De todas las nociones que el ser humano ha inventado para habitar la realidad, una de las más peculiares es el nacionalismo.
Pese a los fantasmas que evoca este término, es muy posible que la mayoría de nosotros hayamos experimentado, siquiera una vez en la vida, dicho sentimiento exacerbado por “nuestra” nacionalidad. Acaso en un encuentro deportivo, quizá cuando vimos nuestra bandera izada en un territorio extranjero, al escuchar los compases de una canción folclórica o en un extraño momento en que nos sentimos en la obligación de defender “nuestra dentidad nacional” (lo que sea que eso signifique) frente a otra persona.
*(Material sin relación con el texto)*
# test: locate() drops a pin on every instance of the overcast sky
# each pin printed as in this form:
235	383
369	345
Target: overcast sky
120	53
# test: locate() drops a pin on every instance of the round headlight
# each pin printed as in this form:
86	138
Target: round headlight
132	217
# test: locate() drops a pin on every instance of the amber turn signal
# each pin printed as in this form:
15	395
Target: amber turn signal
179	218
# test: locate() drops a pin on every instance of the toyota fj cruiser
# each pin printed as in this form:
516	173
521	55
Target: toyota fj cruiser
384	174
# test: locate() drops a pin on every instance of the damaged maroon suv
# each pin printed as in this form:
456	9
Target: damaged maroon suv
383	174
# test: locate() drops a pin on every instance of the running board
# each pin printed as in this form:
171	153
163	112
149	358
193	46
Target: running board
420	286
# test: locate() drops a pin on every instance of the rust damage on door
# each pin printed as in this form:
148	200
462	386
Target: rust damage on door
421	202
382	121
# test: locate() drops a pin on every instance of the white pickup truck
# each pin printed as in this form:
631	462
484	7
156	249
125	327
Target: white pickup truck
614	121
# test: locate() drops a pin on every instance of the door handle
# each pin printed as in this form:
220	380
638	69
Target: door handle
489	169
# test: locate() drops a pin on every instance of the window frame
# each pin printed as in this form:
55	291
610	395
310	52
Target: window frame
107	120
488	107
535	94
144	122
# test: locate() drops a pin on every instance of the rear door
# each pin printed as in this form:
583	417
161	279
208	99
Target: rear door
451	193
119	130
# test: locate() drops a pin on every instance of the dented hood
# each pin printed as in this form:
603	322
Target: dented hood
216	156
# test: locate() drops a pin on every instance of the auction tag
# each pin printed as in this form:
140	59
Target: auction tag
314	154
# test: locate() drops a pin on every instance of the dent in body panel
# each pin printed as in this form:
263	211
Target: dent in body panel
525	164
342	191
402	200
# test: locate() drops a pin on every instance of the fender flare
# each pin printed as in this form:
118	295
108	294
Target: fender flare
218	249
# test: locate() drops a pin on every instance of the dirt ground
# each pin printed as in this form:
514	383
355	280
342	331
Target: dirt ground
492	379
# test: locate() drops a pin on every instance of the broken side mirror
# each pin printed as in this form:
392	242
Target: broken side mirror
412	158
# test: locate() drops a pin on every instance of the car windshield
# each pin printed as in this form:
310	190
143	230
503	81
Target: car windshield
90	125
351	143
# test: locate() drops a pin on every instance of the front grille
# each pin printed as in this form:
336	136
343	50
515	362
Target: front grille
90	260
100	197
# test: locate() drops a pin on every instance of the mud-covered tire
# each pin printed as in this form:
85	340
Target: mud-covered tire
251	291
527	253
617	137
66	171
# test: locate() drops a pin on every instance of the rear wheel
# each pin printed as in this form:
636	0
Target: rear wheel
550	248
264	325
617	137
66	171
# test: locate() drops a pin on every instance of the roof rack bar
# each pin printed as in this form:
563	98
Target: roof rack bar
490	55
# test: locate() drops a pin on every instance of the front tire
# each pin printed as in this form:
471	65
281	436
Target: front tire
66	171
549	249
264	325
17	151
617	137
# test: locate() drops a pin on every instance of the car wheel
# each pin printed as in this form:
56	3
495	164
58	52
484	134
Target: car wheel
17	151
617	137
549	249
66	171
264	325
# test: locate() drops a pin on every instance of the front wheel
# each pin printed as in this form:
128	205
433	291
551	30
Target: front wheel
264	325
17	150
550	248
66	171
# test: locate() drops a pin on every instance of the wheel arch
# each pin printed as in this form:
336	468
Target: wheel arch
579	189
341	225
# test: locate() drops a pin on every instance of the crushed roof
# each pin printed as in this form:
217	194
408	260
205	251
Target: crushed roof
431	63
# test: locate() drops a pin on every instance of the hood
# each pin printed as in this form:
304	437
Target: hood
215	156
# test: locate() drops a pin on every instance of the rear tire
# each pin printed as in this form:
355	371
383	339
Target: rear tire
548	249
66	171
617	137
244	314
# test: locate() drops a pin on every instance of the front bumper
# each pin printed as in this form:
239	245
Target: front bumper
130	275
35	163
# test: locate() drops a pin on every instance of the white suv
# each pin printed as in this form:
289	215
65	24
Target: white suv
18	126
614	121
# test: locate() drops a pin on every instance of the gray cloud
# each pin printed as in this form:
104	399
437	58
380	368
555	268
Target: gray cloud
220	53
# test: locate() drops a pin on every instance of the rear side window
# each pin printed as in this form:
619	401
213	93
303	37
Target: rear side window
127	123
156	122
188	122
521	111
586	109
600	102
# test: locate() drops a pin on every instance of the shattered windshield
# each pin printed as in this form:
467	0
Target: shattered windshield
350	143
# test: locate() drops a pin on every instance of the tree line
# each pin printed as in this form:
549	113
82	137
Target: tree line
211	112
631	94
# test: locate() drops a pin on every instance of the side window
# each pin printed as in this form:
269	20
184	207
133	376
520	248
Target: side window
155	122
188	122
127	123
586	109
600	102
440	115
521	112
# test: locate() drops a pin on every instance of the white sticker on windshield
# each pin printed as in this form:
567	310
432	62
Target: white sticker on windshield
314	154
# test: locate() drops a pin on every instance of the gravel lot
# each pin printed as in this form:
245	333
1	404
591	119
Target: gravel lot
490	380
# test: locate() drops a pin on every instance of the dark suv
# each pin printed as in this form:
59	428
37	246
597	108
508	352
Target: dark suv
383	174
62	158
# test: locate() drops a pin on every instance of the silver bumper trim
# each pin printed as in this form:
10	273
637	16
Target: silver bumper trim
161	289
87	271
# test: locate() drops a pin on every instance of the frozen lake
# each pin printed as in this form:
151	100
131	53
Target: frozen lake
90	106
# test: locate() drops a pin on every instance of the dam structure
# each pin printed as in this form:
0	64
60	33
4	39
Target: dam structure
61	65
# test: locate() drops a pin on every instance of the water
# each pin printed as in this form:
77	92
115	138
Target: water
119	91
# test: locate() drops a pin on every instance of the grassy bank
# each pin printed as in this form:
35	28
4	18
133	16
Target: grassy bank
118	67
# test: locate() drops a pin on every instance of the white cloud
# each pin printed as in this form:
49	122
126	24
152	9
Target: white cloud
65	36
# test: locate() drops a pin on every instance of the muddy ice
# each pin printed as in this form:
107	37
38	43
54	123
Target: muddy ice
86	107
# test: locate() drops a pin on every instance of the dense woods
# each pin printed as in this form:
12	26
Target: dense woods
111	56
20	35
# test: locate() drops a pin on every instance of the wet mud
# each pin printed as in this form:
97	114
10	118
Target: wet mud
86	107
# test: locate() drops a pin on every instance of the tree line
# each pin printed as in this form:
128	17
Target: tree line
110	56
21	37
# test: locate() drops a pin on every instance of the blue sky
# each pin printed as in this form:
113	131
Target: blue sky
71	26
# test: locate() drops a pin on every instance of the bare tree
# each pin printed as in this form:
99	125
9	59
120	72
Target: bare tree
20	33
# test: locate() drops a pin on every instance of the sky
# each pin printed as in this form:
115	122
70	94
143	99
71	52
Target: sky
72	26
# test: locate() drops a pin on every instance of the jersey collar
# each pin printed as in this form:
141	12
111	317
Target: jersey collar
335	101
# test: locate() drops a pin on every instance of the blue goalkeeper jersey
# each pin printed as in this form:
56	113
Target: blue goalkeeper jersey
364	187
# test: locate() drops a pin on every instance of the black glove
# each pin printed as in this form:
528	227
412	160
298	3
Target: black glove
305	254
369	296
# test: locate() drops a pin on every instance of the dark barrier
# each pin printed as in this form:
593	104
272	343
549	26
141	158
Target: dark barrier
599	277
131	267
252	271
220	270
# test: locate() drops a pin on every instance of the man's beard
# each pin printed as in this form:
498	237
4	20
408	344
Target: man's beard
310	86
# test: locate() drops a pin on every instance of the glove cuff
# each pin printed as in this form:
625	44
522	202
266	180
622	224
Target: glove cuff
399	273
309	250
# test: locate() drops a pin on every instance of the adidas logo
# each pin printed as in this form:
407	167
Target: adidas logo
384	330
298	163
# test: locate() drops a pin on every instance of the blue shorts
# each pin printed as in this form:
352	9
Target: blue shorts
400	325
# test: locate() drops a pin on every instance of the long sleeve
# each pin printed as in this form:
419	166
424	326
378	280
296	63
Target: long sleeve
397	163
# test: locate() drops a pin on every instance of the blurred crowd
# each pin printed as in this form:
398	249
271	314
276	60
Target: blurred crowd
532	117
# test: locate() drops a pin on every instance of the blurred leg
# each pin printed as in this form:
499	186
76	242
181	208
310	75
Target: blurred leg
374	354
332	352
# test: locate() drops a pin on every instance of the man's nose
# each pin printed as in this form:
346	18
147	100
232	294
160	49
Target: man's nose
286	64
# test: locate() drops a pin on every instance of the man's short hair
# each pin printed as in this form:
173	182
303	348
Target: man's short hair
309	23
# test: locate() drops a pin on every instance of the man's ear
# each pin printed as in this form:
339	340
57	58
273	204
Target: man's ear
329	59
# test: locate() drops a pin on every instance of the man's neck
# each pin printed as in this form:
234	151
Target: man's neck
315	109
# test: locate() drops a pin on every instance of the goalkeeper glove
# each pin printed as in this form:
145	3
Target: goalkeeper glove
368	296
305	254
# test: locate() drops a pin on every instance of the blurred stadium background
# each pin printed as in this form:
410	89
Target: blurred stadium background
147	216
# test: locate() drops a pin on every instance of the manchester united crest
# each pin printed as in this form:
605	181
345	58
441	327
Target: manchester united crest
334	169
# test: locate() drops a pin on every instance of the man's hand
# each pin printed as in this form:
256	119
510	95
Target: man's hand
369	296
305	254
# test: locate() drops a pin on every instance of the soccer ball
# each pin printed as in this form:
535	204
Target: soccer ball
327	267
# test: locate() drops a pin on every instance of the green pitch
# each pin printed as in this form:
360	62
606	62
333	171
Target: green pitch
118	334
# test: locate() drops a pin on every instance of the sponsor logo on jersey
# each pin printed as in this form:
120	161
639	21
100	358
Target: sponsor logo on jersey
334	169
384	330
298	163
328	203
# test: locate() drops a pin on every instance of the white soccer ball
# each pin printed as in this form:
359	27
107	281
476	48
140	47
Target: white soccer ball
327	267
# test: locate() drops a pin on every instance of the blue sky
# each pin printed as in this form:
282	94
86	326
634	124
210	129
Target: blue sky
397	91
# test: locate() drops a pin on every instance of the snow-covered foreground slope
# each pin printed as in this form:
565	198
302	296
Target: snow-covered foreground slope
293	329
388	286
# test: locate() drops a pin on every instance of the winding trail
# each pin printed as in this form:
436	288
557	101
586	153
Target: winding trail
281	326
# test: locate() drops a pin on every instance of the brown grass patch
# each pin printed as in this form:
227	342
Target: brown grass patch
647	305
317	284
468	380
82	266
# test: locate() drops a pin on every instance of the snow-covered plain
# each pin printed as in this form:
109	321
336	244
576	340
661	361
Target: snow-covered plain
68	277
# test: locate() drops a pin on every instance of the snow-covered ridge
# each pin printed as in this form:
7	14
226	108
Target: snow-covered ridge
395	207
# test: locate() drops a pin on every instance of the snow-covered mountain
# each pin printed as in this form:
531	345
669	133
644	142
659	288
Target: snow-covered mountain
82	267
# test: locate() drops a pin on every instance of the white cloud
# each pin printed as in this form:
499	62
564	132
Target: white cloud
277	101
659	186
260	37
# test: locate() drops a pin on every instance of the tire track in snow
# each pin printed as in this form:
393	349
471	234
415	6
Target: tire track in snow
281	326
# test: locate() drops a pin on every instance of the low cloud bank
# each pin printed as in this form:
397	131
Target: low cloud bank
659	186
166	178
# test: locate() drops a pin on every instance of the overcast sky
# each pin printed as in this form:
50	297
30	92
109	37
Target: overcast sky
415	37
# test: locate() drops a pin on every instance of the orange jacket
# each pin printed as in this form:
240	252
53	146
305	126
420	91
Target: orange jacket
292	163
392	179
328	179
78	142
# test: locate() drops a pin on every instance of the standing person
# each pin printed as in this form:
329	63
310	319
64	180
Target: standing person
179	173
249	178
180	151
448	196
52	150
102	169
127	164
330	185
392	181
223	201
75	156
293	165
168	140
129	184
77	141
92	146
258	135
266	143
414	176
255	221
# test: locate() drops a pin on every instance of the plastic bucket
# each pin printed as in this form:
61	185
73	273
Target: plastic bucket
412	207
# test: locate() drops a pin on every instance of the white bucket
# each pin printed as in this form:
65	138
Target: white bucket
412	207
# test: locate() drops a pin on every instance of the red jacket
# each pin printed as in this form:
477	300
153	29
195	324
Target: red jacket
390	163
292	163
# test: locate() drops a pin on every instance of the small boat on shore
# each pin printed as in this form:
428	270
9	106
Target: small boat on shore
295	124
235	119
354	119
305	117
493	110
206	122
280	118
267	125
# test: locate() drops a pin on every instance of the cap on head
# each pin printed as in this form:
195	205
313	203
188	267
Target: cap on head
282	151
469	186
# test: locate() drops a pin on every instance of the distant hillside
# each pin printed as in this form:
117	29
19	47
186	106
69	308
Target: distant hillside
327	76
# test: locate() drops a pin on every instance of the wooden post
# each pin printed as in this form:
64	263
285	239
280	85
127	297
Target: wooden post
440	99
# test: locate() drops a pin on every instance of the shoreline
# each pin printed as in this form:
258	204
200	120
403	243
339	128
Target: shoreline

Sin embargo, como todo lo humano, esto también merece una reflexión. O, dicho de otro modo, es un asunto que vale la pena mirar con calma y con perspectiva. Por más que pueda parecernos que la Nación es un ente que ha estado ahí desde el origen de lo tiempos, por un instante podemos pensar que no fue así. Si en vez de mirar la época actual ampliamos este horizonte a, digamos, los últimos 50 años, ¿qué pasa con eso que llamamos “nuestro” país? ¿Y si ese lente lo cambiamos por uno que nos dé la perspectiva de 100 o 200 años? ¿Y si de ahí pasamos a mil o 2 mil años? Todo es distinto, ¿no?
En sus Meditaciones, Marco Aurelio, el filósofo emperador, dedicó una reflexión no al nacionalismo como tal (que no existía como concepto en su época), pero sí, para decirlo con cierta lasitud, a ese sentido de pertenencia que se siente hacia el lugar donde se nació. Como sabemos, Marco Aurelio suscribió las ideas de los estoicos, escuela filosófica que miró la vida con sencillez y simpleza, bajo una pregunta general que podríamos condensar así: ¿qué hace virtuosa la vida de un ser humano? Y en este sentido, la defensa de un apego a la nación, ¿contribuye a la virtud?
La respuesta es categórica: no. Porque, como nos señala Marco Aurelio y la historia en sí misma, nacer en un lugar es un accidente. Nacemos en un país casi con la misma probabilidad como pudimos nacer en otro, crecemos ahí, hacemos una vida (con todo lo que ello implica), pero, a fin de cuentas, todo eso un accidente del tiempo y del espacio, de eso que llamamos probabilidad o contingencia. De ahí que Marco Aurelio haya escrito:
Asia, Europa: rincones del mundo. Todo el océano: una gota del universo. El Athos: un minúsculo terrón en todo el universo. Todo el presente: un instante en la eternidad.
El Athos, cabe decir, es una cadena montañosa que ya en los tiempos de la Grecia antigua se miraba con respeto y solemnidad, más o menos como hablaríamos ahora de los Himalaya o los Andes.
Con todo, la afirmación de Marco Aurelio es clara: nacer en un punto del mundo –y aún, del universo– es una posibilidad entre otras cientos o miles. Eso que llamamos “nuestro” país, nuestra cultura o nuestra identidad no es más que una invención surgida en un instante de la historia, tan frágil como cualquier otra. Hay más, mucho más, que estas nociones por las que ahora discutimos y peleamos. La eternidad, por ejemplo, el océano, la vastedad del mundo y la realidad…
¿Por qué, entonces, defenderla a ultranza? ¿Por qué no mirarla como es ahora, al hilo del presente, tal y como es a luz de los cambios que nos la han entregado así? ¿Por qué apegarnos a una idea pasada de lo que fue –pero ya no es–?